Abstract Drilling simulators are commonly used in our daily training and certification process. They create an extremely realistic, immersive environment, and place people in a safe drilling scenario. The technological advancements of these simulators allow specific training steps to be as close to the reality as possible. This leads to the next inevitable step the human-machine and human-human-machine interaction. With real time operating centers being pushed to their limit of simultaneous processes, the lack of face to face interaction may add difficulties in effective communication. The presentation starts with an overview of drilling simulators evolution followed by our current work in developing a new “language” for drilling operations. For comparison, in aviation there are standard phrases for all operations so it doesn’t matter what language you speak or which plane you are flying, you know exactly what the meaning of any particular command is. This provides a ‘short-hand’ for communication and reduces the possibility of misunderstandings or mistakes being made. For the oilfield, this type of universal standardization in drilling communications has never been fully implemented. Our research shows that the new concept could make a great difference to the number of human error incidents and in maximizing efficiencies.

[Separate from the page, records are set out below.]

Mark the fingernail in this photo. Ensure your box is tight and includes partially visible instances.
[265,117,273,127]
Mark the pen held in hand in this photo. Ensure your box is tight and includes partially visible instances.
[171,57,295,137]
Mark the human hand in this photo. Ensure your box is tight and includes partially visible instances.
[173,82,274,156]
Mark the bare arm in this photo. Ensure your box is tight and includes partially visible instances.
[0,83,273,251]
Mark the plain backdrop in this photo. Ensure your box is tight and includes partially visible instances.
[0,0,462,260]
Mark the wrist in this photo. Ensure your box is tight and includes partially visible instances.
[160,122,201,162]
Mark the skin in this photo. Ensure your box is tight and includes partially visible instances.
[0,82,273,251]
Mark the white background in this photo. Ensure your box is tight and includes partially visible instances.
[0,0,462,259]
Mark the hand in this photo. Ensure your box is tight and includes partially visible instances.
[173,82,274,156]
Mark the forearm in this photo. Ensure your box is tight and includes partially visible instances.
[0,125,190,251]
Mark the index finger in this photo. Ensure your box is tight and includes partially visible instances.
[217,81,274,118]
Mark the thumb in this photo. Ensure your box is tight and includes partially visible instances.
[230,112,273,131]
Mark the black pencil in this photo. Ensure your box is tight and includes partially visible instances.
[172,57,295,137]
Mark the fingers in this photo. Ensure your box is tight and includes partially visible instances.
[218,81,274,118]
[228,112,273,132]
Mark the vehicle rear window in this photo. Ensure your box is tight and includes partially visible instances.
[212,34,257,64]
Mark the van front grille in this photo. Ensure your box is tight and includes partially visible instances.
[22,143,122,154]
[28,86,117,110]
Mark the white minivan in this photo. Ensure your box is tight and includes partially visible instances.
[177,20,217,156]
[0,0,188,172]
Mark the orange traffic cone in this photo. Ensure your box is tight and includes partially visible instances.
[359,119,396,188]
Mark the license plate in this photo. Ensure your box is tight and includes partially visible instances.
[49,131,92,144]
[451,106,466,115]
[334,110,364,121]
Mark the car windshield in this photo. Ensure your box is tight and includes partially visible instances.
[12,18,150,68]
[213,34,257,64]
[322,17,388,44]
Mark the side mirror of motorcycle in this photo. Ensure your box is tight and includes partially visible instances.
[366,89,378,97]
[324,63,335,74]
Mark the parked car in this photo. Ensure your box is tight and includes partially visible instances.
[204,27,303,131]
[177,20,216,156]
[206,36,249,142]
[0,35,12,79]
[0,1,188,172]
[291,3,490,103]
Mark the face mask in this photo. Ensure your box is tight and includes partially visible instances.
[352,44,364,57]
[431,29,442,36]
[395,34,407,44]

Working to establish a thorough drilling language on the simulator allows the participants to repeat and redo the phrases in a safe environment. If successfully implemented, the new “language” will make radical improvements in safety and efficiencies in oilfield drilling and in classroom. By simplifying to a short and effective “language”, the ultimate goal of a machine precisely understanding our human commands can be realized. As part of our research, using ‘imperfect’ and non-specific phrases such as ‘decrease rotation by 45’ or ‘pumping too slow, pump faster’ resulted in significantly slower reaction times. ‘Perfect’ phrases such as ‘decrease RPM to 75’ or ‘increase SPM to 140’ were much more successful – earning 100% completion rates.
This is distinctive research which could revolutionize drilling communications and lead to the achievement of full rig automation. Further benefits include raising safety standards, improving efficiencies on drilling rigs, as well as accelerating the timescale of training.
Biography Catalin Teodoriu is Associate Professor at the University of Oklahoma since 2015 and visiting professor at the Oil and Gas University of Ploiesti, Romania. He holds a Ph.D. in technical sciences from the Oil and Gas University of Ploiesti and a Ph.D. in geo-engineering (Petroleum Engineering) from Clausthal University of Technology, Germany. Teodoriu has more than 25 years of experience in the petroleum industry and academia, with key qualifications and research in drilling and production equipment, geothermal technology, multibody system dynamics, automation and safety. He is also an experienced industry instructor and is author of more than 285 publications. He was awarded with the SPE Drilling Regional Award in 2018 and serves as Editor and Reviewer in more than 20 Journals.